Difference between constructing RooDataSet by constructor or manually

mrli · December 17, 2020, 6:37am

Dear all,

I’m using pyroot and trying to visualise the progress of constructing RooDataSet from a ROOT file. Now I’ve got two methods of constructing RooDataSet:

method 1: use constructor

tree = TChain()
tree.Add("my tree")
branch = RooRealVar("branch","branch of tree",0)

data = RooDataSet("data","data", tree, branch)

method 2: manual

def branchToData(obs, tree, branchName=str()):

    '''

    branchName is a string of branch's name

    Transform branch into data[obs]

    '''

    data = RooDataSet('data', 'data', RooArgSet(obs))

    # set eventName to use eval() to get event

    eventName = 'tree.' + branchName

    # get total number of entries

    num = tree.GetEntries()

    # transform data

    for i in range(0, num):

        tree.GetEntry(i)

        event = eval(eventName)

        obs.setVal(event)

        data.add(RooArgSet(obs))

    return data

Absolutely, method 1 is much faster than method 2, but if I use method 1, it might be much more difficult for me to visualise progress.

So I wonder if I use method 2 in multi-threading way, could it be as fast as method 1? Or because of different internal mechanism, method 2 can never be as fast as method 1?

Thanks all !

ROOT Version: 6.22.02
Platform: Ubuntu 20.04

etejedor · December 17, 2020, 2:20pm

@moneta could you explain the difference in performance between the two methods pointed out by the user? Thanks!

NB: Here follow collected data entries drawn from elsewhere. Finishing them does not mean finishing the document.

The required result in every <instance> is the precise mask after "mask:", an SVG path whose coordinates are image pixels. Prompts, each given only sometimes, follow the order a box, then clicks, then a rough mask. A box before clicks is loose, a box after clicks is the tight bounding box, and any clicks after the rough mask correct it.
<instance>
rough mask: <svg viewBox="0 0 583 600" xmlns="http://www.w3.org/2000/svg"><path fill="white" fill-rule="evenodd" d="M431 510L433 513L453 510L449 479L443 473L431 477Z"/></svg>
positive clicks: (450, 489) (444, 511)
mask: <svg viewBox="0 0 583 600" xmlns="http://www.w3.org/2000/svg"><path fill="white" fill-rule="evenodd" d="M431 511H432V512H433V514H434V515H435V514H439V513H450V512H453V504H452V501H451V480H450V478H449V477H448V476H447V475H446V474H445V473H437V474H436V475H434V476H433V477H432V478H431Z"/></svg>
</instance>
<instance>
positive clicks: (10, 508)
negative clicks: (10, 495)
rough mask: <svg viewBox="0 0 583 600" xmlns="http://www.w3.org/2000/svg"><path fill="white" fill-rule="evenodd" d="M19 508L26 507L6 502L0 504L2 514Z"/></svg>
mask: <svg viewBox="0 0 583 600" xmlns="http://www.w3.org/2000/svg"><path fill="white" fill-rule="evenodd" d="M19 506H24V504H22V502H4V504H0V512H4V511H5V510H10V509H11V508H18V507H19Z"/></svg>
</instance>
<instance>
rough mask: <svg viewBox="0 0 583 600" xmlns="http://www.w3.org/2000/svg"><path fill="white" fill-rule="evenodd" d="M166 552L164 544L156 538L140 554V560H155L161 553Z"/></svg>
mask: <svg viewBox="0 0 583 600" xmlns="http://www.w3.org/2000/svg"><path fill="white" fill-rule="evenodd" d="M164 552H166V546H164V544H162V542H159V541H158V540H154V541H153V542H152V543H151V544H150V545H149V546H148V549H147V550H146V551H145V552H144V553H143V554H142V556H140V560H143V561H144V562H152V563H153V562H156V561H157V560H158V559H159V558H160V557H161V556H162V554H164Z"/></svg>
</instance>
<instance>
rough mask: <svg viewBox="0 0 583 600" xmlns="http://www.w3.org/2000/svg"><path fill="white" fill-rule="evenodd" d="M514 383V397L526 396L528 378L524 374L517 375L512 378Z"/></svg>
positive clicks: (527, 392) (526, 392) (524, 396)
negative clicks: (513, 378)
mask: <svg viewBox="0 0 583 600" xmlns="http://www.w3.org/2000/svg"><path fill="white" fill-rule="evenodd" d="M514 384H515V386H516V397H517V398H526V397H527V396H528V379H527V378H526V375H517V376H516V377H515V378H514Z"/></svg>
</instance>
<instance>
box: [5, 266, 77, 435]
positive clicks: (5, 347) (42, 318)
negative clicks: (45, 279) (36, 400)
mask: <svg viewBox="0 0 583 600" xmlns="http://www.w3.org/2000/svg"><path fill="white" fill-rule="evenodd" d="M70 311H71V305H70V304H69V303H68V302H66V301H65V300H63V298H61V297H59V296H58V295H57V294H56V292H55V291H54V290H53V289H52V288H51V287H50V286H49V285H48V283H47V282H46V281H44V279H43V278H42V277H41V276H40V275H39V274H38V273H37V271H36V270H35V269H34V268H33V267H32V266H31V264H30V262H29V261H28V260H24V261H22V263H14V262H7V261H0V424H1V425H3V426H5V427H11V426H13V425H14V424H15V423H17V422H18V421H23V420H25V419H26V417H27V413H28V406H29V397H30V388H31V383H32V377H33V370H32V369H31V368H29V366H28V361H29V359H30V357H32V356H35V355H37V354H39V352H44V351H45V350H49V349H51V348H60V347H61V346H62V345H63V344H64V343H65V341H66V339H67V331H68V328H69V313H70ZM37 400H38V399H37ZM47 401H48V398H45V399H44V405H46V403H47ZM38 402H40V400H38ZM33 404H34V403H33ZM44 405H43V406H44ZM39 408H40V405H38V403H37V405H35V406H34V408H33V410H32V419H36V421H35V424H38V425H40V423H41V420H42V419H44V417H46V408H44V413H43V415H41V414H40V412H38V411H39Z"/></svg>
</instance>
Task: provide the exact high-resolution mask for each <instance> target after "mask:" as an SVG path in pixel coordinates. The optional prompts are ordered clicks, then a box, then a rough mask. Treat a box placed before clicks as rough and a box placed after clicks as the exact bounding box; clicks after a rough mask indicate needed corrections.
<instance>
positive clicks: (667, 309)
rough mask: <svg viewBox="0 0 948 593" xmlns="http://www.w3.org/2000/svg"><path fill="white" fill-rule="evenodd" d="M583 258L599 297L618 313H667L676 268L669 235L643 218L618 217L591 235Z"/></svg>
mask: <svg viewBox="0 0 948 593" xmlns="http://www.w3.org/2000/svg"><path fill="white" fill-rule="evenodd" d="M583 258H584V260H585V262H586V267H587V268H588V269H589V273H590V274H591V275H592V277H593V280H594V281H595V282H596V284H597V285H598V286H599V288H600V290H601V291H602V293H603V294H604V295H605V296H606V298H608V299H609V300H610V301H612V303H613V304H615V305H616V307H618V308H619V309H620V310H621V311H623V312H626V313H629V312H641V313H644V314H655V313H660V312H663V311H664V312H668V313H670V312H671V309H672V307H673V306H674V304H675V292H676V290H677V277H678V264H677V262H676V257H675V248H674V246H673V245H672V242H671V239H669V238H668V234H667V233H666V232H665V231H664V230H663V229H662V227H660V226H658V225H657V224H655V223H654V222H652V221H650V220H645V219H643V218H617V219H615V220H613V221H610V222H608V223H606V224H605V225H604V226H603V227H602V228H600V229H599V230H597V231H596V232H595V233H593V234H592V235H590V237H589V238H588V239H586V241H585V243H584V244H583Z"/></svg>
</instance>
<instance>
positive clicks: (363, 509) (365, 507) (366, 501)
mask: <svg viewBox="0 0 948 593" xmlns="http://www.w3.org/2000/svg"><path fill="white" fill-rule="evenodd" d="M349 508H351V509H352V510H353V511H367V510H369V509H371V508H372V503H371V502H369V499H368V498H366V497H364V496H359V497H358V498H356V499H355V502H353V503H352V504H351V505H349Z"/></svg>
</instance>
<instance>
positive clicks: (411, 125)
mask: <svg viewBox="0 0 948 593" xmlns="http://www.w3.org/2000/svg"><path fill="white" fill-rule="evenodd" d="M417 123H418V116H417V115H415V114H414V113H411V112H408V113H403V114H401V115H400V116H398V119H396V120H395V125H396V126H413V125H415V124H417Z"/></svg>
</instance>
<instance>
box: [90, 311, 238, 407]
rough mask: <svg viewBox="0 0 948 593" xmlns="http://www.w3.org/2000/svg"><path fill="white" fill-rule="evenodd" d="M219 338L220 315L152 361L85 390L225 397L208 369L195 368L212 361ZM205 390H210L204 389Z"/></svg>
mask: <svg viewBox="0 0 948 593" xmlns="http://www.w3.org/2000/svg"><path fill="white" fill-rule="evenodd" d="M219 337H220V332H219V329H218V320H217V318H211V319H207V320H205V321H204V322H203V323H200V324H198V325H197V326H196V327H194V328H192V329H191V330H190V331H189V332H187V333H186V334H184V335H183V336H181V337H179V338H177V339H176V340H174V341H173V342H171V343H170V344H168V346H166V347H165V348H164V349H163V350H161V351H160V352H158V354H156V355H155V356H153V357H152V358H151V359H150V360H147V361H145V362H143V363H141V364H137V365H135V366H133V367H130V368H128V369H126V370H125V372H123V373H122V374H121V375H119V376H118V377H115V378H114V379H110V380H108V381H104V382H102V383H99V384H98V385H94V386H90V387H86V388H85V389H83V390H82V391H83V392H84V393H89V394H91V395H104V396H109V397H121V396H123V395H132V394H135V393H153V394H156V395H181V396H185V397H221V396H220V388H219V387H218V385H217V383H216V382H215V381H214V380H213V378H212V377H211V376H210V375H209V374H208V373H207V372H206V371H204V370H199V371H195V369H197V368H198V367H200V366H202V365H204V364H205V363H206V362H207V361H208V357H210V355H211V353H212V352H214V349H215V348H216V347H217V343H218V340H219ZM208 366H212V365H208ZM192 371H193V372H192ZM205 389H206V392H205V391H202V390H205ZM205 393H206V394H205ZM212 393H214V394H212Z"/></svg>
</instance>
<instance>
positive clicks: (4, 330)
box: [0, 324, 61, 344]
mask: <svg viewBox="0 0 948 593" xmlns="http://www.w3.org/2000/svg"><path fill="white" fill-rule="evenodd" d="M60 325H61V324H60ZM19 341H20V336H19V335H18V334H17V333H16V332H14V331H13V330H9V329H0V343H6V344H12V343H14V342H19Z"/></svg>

RENATO_QUAGLIANI · December 17, 2020, 3:14pm

Just jumping in. The manual filling will be fast enough only if you SetBranchStatus("*",0) to everything ( i think) except the branches you actually need. ( GetEntry(i) is very painful since it will probably update ALL branches values under the hood in some memory location, and not read only the one you need)
To run this manual filling faster i would actually proceed differently for the benchmarking.

df = r.RDataFrame(tuple) 
dfNumpy = df.Filter( cutString).AsNumpy( columns= [ neededcols] ) 
# or alternatively 
columnForDS = df.Filter( cutString).Take( "branchesYouNeed")
for i in range( 0, columnForDS) #or the zip loop dfNumpy["colum"] 
    obs.setVal() 
    data.add(RooArgSet( obs))

Cheers
Renato

moneta · December 17, 2020, 3:38pm

Also Method1 is havin the even loop in c++ while method 2 in Python.
This makes a big difference!!

mrli · December 17, 2020, 4:56pm

Thanks for your advice!
But here comes a new problem…
I tried your codes but it threw me a mistake

I have a root file named ‘superGauss.root’ with a tree named ‘gauss’, which has 3 branches: gauss1, gauss2, gauss3. Then I tried to run:

df = RDataFrame('gauss', 'superGauss.root')
columnForDs = df.Take('gauss1')      # No need for cut, and I'm not familiar with cutString either...

then I got

Traceback (most recent call last):
  File "test.py", line 63, in branchToData
    columnForDS = df.Take('gauss1')
TypeError: Template method resolution failed:
  Failed to instantiate "Take(std::string)"

I’m not sure if I’ve made any mistake ?
Thanks!

etejedor · December 17, 2020, 5:48pm

Please try specifying the type of the branch you are taking, for example assuming gauss1is of type float:

columnForDs = df.Take['float']('gauss1')

system · December 31, 2020, 5:48pm

This topic was automatically closed 14 days after the last reply. New replies are no longer allowed.